Galanin decreases circulating growth hormone levels in acromegaly.

Galanin is able to elicit GH secretion in normal man. In acromegaly, circulating GH levels are elevated, and GH secretory dynamics are usually abnormal. The aim of our study was to investigate the effects of galanin on GH secretion in acromegalic subjects. Six acromegalic patients (four males and two females) and seven healthy adult subjects (five males and two females) underwent in randomized order: 1) iv infusion of 100 mL saline from 0-45 min, and 2) iv infusion of synthetic porcine galanin (0.5 mg in 100 mL saline) from 0-45 min. In normal subjects, peak GH levels after porcine galanin administration (8.2 +/- 1.9 micrograms/L) were significantly higher than after saline infusion (1.3 +/- 0.1 micrograms/L; P less than 0.05).
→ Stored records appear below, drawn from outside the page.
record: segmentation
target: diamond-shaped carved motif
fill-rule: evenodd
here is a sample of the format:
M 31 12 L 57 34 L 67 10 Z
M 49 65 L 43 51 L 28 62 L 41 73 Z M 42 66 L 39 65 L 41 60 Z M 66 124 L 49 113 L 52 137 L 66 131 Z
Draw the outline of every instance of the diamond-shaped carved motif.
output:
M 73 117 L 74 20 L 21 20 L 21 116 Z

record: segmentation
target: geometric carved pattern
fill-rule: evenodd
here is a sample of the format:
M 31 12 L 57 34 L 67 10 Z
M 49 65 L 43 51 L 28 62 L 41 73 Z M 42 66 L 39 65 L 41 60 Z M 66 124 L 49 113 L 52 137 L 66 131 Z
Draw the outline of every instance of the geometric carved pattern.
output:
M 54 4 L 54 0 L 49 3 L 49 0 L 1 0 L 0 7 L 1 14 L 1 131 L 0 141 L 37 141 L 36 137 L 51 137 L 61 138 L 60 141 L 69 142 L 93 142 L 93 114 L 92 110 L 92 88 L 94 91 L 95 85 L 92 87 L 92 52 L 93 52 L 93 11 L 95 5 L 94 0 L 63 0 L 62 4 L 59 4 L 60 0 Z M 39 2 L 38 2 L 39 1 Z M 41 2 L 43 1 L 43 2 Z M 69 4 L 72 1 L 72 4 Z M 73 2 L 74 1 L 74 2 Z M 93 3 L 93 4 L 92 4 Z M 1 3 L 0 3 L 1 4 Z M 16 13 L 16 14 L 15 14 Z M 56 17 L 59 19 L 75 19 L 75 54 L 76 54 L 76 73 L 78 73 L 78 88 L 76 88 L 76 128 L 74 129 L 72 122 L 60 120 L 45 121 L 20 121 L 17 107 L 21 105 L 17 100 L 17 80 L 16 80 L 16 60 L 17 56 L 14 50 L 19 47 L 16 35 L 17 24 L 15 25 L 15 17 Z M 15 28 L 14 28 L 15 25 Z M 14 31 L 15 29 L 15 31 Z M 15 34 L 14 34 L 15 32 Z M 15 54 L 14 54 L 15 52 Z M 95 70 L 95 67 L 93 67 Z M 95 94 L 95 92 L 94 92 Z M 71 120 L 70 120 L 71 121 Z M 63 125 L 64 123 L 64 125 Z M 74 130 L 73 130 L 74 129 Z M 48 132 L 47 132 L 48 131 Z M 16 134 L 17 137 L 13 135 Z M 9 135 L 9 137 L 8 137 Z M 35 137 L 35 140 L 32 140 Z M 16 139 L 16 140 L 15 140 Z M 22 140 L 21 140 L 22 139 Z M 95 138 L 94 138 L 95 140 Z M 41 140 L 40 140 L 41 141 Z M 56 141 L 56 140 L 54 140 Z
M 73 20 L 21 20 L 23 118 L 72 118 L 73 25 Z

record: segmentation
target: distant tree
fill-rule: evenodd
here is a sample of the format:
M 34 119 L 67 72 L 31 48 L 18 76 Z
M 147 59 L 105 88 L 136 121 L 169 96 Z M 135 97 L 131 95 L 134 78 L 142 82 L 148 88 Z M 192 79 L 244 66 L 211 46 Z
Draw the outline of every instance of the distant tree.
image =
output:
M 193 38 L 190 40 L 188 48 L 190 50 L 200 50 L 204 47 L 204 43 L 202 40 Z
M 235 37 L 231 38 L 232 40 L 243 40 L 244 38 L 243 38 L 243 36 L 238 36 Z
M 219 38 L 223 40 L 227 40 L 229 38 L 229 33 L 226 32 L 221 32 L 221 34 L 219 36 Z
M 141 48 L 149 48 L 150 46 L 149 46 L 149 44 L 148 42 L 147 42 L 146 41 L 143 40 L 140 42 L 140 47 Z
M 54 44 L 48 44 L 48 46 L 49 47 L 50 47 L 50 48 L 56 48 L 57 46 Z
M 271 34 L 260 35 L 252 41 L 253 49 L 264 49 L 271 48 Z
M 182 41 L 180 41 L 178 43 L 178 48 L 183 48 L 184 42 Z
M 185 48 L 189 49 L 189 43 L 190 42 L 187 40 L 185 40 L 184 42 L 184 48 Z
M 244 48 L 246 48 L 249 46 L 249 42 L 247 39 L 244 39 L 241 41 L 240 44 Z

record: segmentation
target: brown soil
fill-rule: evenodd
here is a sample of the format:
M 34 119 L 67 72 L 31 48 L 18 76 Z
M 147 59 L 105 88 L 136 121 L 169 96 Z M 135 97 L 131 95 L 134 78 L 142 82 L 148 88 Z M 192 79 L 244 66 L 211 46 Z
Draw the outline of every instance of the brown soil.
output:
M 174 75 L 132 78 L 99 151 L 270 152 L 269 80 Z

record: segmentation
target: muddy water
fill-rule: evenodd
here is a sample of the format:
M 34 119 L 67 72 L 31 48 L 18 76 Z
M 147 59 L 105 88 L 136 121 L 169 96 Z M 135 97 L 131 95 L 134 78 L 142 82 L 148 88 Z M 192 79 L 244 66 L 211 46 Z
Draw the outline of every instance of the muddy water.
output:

In acromegalic patients, GH values fell from baseline (32.5 +/- 12 micrograms/L) to a mean nadir of 24.5 +/- 12.7 micrograms/L after galanin infusion. The mean change in GH values from baseline after galanin treatment in these subjects significantly differed from that observed after saline infusion from 15-90 min. Serum PRL levels were not significantly affected by galanin in either normal or acromegalic patients. Our results give the first evidence that the same dose of galanin, acting as a GH secretagogue in normal man, is, on the contrary, able to significantly inhibit GH in acromegalic patients. The cause of this paradoxical GH fall after galanin treatment in acromegaly remains to be explained. It can be hypothesized that galanin may interact at the pituitary level with its own receptors expressed by GH-secreting adenomatous cells.